O que se Esconde no Multiverso é um puzzle-platformer narrativo que explora a troca entre realidades paralelas para resolver desafios ambientais e avançar por uma história repleta de humor e reviravoltas. Desenvolvido como título indie para PC, o jogo coloca o jogador no controle de um protagonista que se une ao enigmático Everett para percorrer mundos interligados, onde ações simples como saltar ou empurrar objetos ganham novas camadas com as mudanças de dimensão.
Gameplay
O sistema central gira em torno de transições instantâneas entre mundos, que funcionam até mesmo no meio de um salto. Um abismo em uma realidade pode virar uma ponte sólida em outra, enquanto uma parede intransponível se abre em um túnel ou transforma inimigos em aliados. A manipulação da gravidade exige timing preciso para evitar quedas ou inversões desorientadoras. Os quebra-cabeças combinam precisão de plataforma com a reorganização lógica do cenário em múltiplas versões paralelas do mesmo local.
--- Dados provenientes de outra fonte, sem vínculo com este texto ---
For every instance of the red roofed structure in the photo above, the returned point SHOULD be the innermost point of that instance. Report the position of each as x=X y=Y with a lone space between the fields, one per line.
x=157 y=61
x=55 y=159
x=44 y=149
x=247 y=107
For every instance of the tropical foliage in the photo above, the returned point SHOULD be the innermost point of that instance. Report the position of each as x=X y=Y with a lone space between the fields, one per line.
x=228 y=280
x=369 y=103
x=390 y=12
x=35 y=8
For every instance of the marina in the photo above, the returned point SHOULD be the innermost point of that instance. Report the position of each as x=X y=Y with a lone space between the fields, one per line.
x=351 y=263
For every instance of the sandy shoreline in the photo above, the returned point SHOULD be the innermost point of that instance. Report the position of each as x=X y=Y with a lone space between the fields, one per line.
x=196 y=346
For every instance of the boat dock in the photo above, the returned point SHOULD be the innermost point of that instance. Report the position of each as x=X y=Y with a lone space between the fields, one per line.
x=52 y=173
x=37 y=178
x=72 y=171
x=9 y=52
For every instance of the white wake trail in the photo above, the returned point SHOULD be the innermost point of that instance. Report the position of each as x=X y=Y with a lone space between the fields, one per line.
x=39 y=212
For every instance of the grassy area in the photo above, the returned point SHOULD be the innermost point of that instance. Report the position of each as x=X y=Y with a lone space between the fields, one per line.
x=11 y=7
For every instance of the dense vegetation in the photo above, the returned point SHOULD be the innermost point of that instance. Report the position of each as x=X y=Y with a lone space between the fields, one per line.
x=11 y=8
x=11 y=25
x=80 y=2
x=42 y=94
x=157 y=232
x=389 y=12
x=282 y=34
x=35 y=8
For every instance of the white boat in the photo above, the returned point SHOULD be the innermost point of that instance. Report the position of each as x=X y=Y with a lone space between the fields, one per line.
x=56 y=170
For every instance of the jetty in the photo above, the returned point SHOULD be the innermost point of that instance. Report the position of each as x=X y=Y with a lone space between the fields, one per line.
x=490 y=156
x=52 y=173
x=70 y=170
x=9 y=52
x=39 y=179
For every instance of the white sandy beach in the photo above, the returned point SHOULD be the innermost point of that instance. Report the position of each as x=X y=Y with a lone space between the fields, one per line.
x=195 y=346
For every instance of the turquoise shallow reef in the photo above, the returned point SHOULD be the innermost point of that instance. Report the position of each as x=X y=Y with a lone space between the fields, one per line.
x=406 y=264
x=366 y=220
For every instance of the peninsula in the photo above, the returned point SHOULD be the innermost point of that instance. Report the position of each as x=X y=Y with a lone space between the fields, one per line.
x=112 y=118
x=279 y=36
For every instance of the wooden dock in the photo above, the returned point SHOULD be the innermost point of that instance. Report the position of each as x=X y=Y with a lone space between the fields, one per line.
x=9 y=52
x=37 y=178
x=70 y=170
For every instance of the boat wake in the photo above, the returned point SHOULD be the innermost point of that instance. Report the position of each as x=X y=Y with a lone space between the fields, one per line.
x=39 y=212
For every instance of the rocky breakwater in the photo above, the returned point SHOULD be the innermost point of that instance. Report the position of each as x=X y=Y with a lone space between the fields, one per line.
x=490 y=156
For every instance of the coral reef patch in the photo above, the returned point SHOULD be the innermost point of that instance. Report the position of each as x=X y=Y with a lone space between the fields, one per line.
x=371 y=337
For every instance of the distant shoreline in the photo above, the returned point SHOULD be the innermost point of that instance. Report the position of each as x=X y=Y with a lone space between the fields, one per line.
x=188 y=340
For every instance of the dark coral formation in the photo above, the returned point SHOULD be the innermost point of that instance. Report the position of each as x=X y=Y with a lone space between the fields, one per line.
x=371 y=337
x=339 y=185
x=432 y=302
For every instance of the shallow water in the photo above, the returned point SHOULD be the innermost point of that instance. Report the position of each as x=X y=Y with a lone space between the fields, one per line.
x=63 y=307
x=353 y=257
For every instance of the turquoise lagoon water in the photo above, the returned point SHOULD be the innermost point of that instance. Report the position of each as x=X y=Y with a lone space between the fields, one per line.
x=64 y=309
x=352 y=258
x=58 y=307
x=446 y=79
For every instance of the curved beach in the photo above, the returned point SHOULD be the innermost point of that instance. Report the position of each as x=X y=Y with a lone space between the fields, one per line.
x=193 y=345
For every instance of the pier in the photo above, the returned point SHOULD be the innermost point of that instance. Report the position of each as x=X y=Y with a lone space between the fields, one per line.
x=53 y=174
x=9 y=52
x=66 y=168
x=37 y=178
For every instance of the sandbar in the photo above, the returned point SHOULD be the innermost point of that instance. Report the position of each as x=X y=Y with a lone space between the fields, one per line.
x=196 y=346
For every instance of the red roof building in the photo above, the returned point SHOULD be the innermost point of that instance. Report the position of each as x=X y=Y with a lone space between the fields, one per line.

A exploração percorre cenários em pixel art como templos, vilas, portos e áreas selvagens, cada um com suas próprias realidades paralelas. O progresso depende de experimentação com as trocas para abrir novos caminhos, coletar itens ou contornar obstáculos. As mecânicas incentivam revisitar áreas à medida que novas habilidades ou revelações da história ampliam as possibilidades da troca de dimensões. Interações secundárias com o ambiente costumam revelar pequenas diferenças no comportamento de personagens e objetos entre as realidades.
Modos de Jogo
A experiência é composta por uma campanha single-player estruturada em fases sequenciais e capítulos da história. Não há modos multiplayer, elementos competitivos ou variações como contrarrelógio ou modos infinitos. A progressão segue o fio narrativo principal, com os puzzles como atividade central, ao lado de conversas com personagens e exploração. A estrutura é linear no geral, mas permite certa liberdade na abordagem de cada desafio por meio do uso criativo das trocas de mundo.
História e Personagens
Um elenco de figuras excêntricas habita o multiverso: cientistas malucos, agentes secretos, senhoras gentis e monges iluminados. Esses personagens costumam aparecer em versões alteradas conforme a realidade ativa, variando as interações. Everett se destaca como o companheiro central, uma figura carismática que salta entre realidades e cujas motivações e afirmações carregam uma dose de imprevisibilidade ligada aos temas da trama. A narrativa equilibra momentos cômicos com reflexões mais sérias sobre falhas humanas, transitando entre diálogos leves e cenas emocionalmente densas sem recorrer a exposições longas.
Diálogos e descobertas revelam gradualmente camadas sobre a instabilidade do multiverso e os interesses pessoais dos personagens. O jogador descobre detalhes por meio de storytelling ambiental e conversas que mudam conforme o mundo ativo, reforçando o tema central da fluidez da realidade.
Vale a Pena Jogar?
O feedback dos jogadores na versão para PC destaca aprovação sólida pelo design dos puzzles e pela execução da narrativa, com o título mantendo avaliação Muito Positiva entre centenas de análises. Quem aprecia platformers reflexivos com mecânicas inventivas e uma mistura de comédia e tons mais sombrios encontra uma experiência envolvente do início ao fim. Lançado completo em 2022, sem conteúdo sazonal ou atualizações significativas pós-lançamento, o jogo é uma opção autônoma para quem busca uma aventura single-player focada. Sua ênfase na resolução criativa de problemas, em vez de combate ou gerenciamento de recursos, agrada jogadores que preferem títulos indie centrados em puzzles em vez de experiências mais orientadas para a ação.